Posted at 3:01 PM, Nov 03, 2020
and last updated 2020-11-03 15:01:00-05

As millions of Americans head to the polls today for the last day of voting, a group of artists has been deployed to help them pass the time.

With a strum of her bow, violinist Paula Johannessen is off.

“Some poll workers were really excited, too, that they were just happy to hear music,” said Johannessen.

But today, her performance is dedicated to the American voter.

“I played a lot of Irish music so far, and I'll continue to some jigs reels and waltzes,” she said.

It’s called Play for the Vote, a non-partisan effort by artists and performers to bring music to the ballot box.

“It's nice to remind people that we are still here, we're still performing, we're still here to share what we have with everybody,” explained Johannessen.

Boston-based cellist Mike Block came up with the idea after the contentious first presidential debate.

“I was just kind of thinking about what the candidates were saying about, not just who you should vote for, but the stress around the process of voting itself,” said Block.

With long lines, health concerns, and the fate of the country hanging in the balance, Block decided musicians could help ease the anxiety.

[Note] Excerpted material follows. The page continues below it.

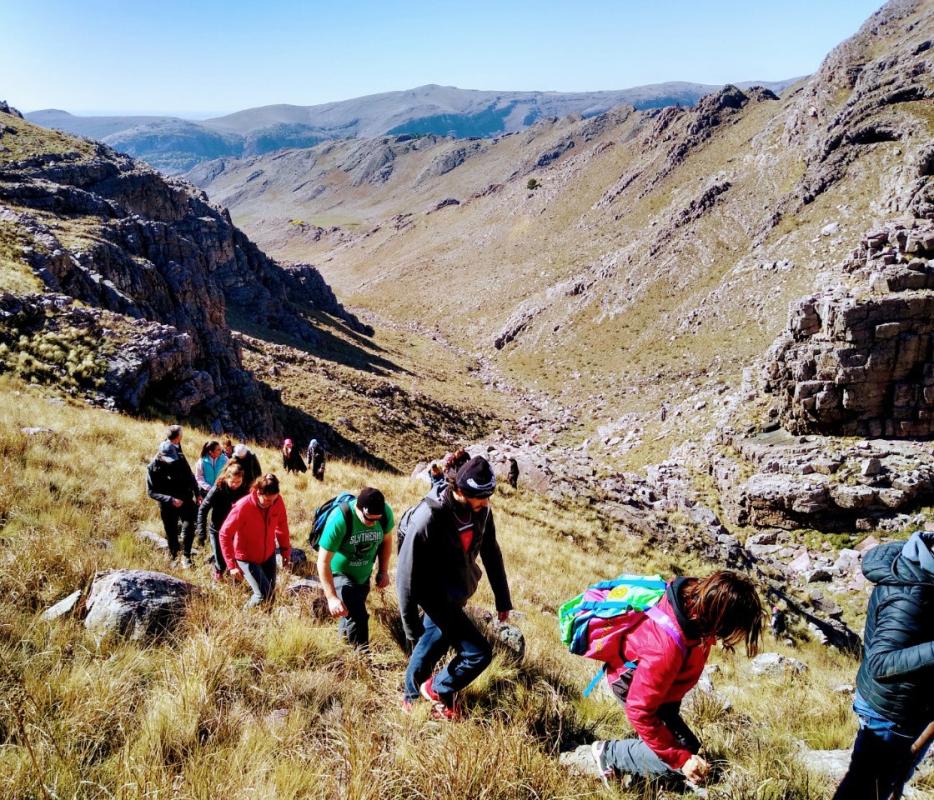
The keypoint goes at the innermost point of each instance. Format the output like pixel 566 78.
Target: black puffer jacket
pixel 169 477
pixel 216 506
pixel 897 671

“I think it's also this is going to serve a very important need for audiences, said Block.

“Music has this unique power to create shared unifying experiences and we haven't really had that this year.”

He recruited 600 musicians to perform classical, folk, bluegrass, jazz, rock and more without a political leaning. They will play in 48 states and the District of Columbia. All of it is for voters stuck in long lines, fulfilling their civic duty.

“It's always been a melting pot of music, as well as cultures here, and it's really cool just to be able to communicate with anyone anywhere through music,” said Johannessen.

“I think encountering this at a voting location is really going to remind people of the culture and all of the things that bring us together in society,” said Block.

It’s a good reminder of what we have in common today, no matter who we vote for.